Marquier (2016) évoque l’évolution du travail en EHPAD : « des usagers plus âgés (80

% des résidents ont 80 ans ou plus en 2011), entrant plus tardivement en institution (84 ans et 9 mois ans en 2011 contre 83 ans et 10 mois en 20079), caractérisés par un niveau de dépendance plus élevé (la part des GIR 1-4 est passée de 84 % à 89 % entre 2007 et 2011, celle des GIR 1-2 de 51 % à 55 % ; le GMP moyen s’établissant à 700 en 2011 contre 663 en 200710). Du fait de ces changements, les personnels soignants soulignent un

alourdissement de leur charge de travail et, par conséquent, une modification de leurs

conditions de travail. » Il constate « une pénibilité à la fois physique et psychique » du travail

de ces professionnels, qui tout comme les surveillants sont confrontés à des injonctions contradictoires. « L’objectif de maintien de l’autonomie des résidents, couplé aux moyens

contraints et à une certaine pression sur les conditions de travail des soignants se constitue en injonction paradoxale, contribuant d’autant plus à dégrader la perception qu’ont les

professionnels de leurs conditions de travail. » ce qui génère de la culpabilité (Marquier, 2016)

Face à ces conditions difficiles, Collomb (2014) montre que la moyenne de de l’absentéisme est de 14,5 jours par salarié contre 21,3 dans le secteur de la santé et 32,5 dans une étude qu’il a menée auprès d’une vingtaine d’EHPAD. Et ces dernières années, les politiques de santé publique s’intéressent de plus en plus à « La prévention des risques

professionnels dans les EHPAD » (Chorum, 2012). Les responsables d’encadrement doivent aussi repenser l’encadrement et le recrutement des soignants, comme en témoignent

Daïeff et Babadjian (2008), respectivement cadre de santé et chef de service. L’organisation du travail en EHPAD est en effet une « tâche est ardue car elle touche la qualité et les projets

de prise en charge des résidents, les rythmes de travail et l’esprit d’équipe. » (David, 2004).

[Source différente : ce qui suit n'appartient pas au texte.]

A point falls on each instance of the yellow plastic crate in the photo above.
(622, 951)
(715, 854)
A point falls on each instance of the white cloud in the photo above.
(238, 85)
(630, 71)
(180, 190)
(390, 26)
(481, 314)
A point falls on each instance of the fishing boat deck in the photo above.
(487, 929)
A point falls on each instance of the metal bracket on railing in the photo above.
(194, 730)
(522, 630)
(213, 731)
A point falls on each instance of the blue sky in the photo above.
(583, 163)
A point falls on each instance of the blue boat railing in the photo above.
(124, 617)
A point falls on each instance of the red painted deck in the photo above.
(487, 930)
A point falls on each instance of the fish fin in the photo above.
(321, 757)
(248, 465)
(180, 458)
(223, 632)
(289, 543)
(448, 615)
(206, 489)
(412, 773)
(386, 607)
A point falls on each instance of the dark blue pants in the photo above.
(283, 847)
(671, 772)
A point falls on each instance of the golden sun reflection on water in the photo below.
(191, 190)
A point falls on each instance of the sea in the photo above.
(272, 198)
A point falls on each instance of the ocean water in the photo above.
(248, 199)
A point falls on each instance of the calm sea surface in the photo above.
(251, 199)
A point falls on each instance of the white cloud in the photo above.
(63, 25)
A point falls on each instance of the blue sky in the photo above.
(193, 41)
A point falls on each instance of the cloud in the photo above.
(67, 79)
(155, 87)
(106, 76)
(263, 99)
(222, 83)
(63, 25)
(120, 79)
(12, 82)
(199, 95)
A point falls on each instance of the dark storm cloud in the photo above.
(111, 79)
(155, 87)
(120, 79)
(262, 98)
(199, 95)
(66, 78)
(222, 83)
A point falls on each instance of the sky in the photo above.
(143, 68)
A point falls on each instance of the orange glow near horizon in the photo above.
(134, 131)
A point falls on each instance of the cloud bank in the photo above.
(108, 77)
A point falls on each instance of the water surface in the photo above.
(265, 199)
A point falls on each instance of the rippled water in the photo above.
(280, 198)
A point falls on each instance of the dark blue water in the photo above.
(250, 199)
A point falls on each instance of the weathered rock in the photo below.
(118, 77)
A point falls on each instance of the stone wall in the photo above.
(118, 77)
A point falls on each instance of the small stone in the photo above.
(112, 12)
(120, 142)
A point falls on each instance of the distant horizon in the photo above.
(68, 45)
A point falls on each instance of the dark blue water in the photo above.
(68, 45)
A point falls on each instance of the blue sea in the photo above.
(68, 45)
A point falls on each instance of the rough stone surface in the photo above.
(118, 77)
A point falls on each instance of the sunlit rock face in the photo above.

En 2013, Esnard, Bordel, et Somat (2013) ont réalisé une étude auprès de soignants sur le burn out, qu’ils soient concernés par la situation ou non, en les interrogeant sur des situations professionnelles. Les résultats en sont étonnants. En effet, malgré des conditions de travail difficiles, « l’analyse des adhésions de 30 soignants à une échelle d’attributions

causales construite et validée à cet effet a montré une plus grande adhésion à des explications relevant de causalités internes, tant contrôlables que non contrôlables, qu’à

des explications relevant de causalités externes, quelque soit la situation professionnelle évoquée. » On peut se demander quelle part de défense est sollicitée dans ce cas.